Step 9: Navigate to the following locations below and look for Coban ransomware’s malicious components such as _HELP_INSTRUCTION.txt, BC0EBCF2F2.exe and cc9b1e6806db5fb9628559162c3ebb62.virus as well as other suspicious files and then delete all of them.
Step 10: Close the File Explorer.
Step 11: Empty your Recycle Bin.
Try to recover your encrypted files using the Shadow Volume copies
Restoring your encrypted files using Windows’ Previous Versions feature will only be effective if Coban ransomware hasn’t deleted the shadow copies of your files. But still, this is one of the best and free methods there is, so it’s definitely worth a shot.
To restore the encrypted file, right-click on it and select Properties, a new window will pop-up, then proceed to Previous Versions. It will load the file’s previous version before it was modified. After it loads, select any of the previous versions displayed on the list like the one in the illustration below. And then click the Restore button.
To make sure that nothing is left behind and that the Coban is completely removed, use the following antivirus program. To use it, refer to the instructions below.

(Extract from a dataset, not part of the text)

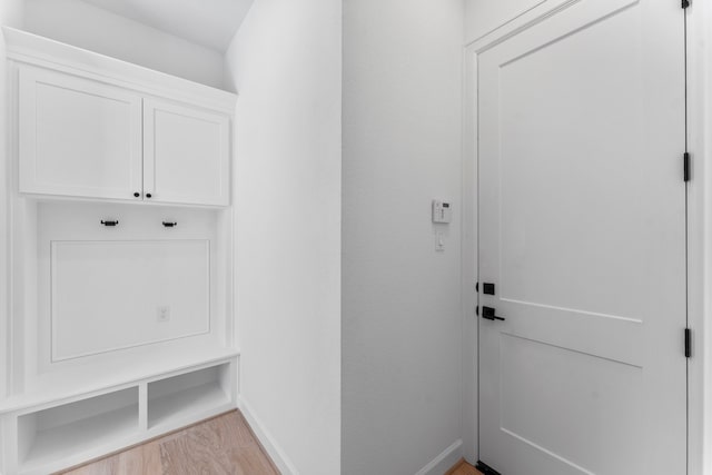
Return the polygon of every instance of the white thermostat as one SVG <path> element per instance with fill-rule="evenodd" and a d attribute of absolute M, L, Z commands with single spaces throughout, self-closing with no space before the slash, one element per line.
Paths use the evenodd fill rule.
<path fill-rule="evenodd" d="M 433 222 L 449 222 L 453 219 L 453 208 L 447 201 L 433 200 Z"/>

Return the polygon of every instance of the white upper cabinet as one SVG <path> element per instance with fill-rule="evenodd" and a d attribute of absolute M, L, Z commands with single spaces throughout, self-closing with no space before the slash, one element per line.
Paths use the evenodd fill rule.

Perform a full system scan using SpyRemover Pro. To do so, follow these steps:
- Turn on your computer. If it’s already on, you have to reboot
- After that, the BIOSscreen will be displayed, but if Windows pops up instead, reboot your computer and try again. Once you’re on the BIOS screen, repeat pressing F8, by doing so the Advanced Option shows up.
- To navigate the Advanced Optionuse the arrow keys and select Safe Mode with Networking then hit
- Windows will now load the SafeMode with Networking.
- Press and hold both R key and Windows key.
- If done correctly, the Windows Run Boxwill show up.
- Type in explorer http://www.fixmypcfree.com/install/spyremoverpro
A single space must be in between explorer and http. Click OK.
- A dialog box will be displayed by Internet Explorer. Click Run to begin downloading the program. Installation will start automatically once download is done.
- Click OK to launch it.
- Run SpyRemover Pro and perform a full system scan.
- After all the infections are identified, click REMOVE ALL.
- Register the program to protect your computer from future threats.